Jim Oldham: An open letter to members of the Cherewatti family
Rather than writing again about your activities, it seems more forthright to write to you. We live in the same town, send our children go to the same schools, frequent the same streets and businesses, so as one neighbor to another, I ask you to consider how the way you live affects other families in town.
I’m addressing several Cherewatti family members. While my general message is to you all, what I have to say to each varies, based on your differing roles and opportunities related to Eagle Crest Property and Echo Village.
Jamie and Erin: It’s a new academic year. My kids are back at school, happy to be with friends, getting back into their studies, and supported by teachers and staff who know them. It saddens us to realize that other local children have had to change schools and communities, not because their parents found new opportunities elsewhere, but simply because they lost their homes at Echo Village.
You have raised rents beyond what most of us pay on our mortgages and begun evictions. Children of families still living at Echo Village are starting the year afraid that they might not be able to remain in their home or school. I cannot imagine their feelings. We wouldn’t want that for our children, and it isn’t right for our neighbors’ children either.
Erin, I include you here because, although not part of Eagle Crest management, you may have an ownership role and you’ve been listed in the past as Information Technology Director and business contact. Several years ago, when you and Jamie donated reflective vests for the Amherst Police to distribute to walkers and joggers, the department blog identified you jointly as “owners of Eagle Crest Property.” Above all, your entire family stands to benefit from the Eagle Crest’s earnings. I find it hard to imagine that someone who supports and volunteers for the PGO, and charities like Big Brothers Big Sisters, would want to provide for her own family with funds earned through the displacement of other families.
Jack, I don’t know whether you are a co-owner with your brother, but as property manager for Eagle Crest you make your living with the company. You’re young, just a few years older than my son, with your whole career ahead of you. I encourage you to focus as much on making a positive impact on your community as on the money you make — I think ultimately you’ll find life more rewarding that way.
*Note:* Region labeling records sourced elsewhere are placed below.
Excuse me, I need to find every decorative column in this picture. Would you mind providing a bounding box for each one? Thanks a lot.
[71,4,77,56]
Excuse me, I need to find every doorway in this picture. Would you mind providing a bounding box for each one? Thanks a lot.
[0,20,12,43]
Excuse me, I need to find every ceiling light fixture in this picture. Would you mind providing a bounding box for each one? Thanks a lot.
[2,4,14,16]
Finally, Roger and Ilona: You are not principals in Eagle Crest Properties, which is controlled and managed by your sons. But reports suggest that Jamie, perhaps Jack too, learned about property management in part from Roger. I hope you might also be able to help them figure out how to work in a way that is respectful and considerate of those around them.
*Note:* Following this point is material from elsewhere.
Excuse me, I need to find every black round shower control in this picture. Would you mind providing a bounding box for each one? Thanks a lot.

You fund the Cherewatti Family Foundation, so I believe you want to contribute to the community. But what does it say for your family legacy when your donations to Amherst Educational Foundation or Center for Human Development are undermined by a family business displacing and harming some of the very families these organizations serve?
You are well-suited to help your sons hear and respond to community concerns. You changed plans and didn’t demolish the 19th century Federal style farmhouse on North East Street after hearing an outcry, and although the compromise may not be perfect from either perspective, it demonstrated a willingness to work with neighbors and local officials that is sorely needed in the case of Echo Village.
I ask Jamie and any others with power of decision to immediately end evictions at Echo Village and work with the Town Manager and his staff to craft a solution that will permanently preserve affordable housing there. I ask the rest of the Cherewatti family to help them find a way to do the right thing for our community.
Jim Oldham is a Town Meeting member from Precinct 5.